Usak I thought. During my years in Anatolia I was coming across kids like Himmet
in forlorn, man less, vanishing villages, whose family number decreased from
hundred to thirty and regarded them as lights and signs in the life history
of the country. If anything named life and humanity remained in Anatolia, it
was due to her hardworking women and due to the extraordinary efforts of these
young day laborers. One of them stuck into my brain and heart like a nail making
my inside bleed.
On our way from
Antalya to Burdur we were climbing up one of those endless, snow covered, poor,
stony slopes, of which one side was precipice and at the other were bandits
all the time.
Here carriages stop, the drivers come together and fasten some three or four
pairs of animal to each carriage, and they push it at the back. Giving out various
sounds they make the animals go up the slope one by one. And at most times bandit
groups take away their possessions that they have brought up to Cine plane by
sweating, groaning, struggling for days and by means of vehicles pertaining
to prehistorical times and they return empty-handed. In a tumult like that a
crystal clear voice was heard among "giddap" sounds produced to make
- Oh woman oof! Oh come and see my trouble for once!

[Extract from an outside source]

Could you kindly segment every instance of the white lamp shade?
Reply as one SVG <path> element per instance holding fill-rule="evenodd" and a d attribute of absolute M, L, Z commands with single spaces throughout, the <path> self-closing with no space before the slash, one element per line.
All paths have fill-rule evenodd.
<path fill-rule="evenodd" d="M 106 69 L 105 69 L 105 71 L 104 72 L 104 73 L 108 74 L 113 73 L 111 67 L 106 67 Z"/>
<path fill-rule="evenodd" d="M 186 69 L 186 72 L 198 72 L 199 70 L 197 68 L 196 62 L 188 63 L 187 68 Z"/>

I was drugged to where the voice came as though a string was tied to my heart;
this saw a child driver about ten or twelve years old from whose duffle coat
dropped water, who had a very small beautiful face, and whose lashes concealing
his blue eyes were wet with tears. Like Himmet the kid he was a kid maturing
in an extraordinary struggle to earn living in order to take care of an old
aunt. The pain could only be directed to a woman's heart of earth.
These kids like
Himmet are running Turkey still. When their pains overflow their hearts, not
hearts of children but sound ones like a leviathan's they still may cry out:
- Oh my mother
oh! Come and see my trouble for once!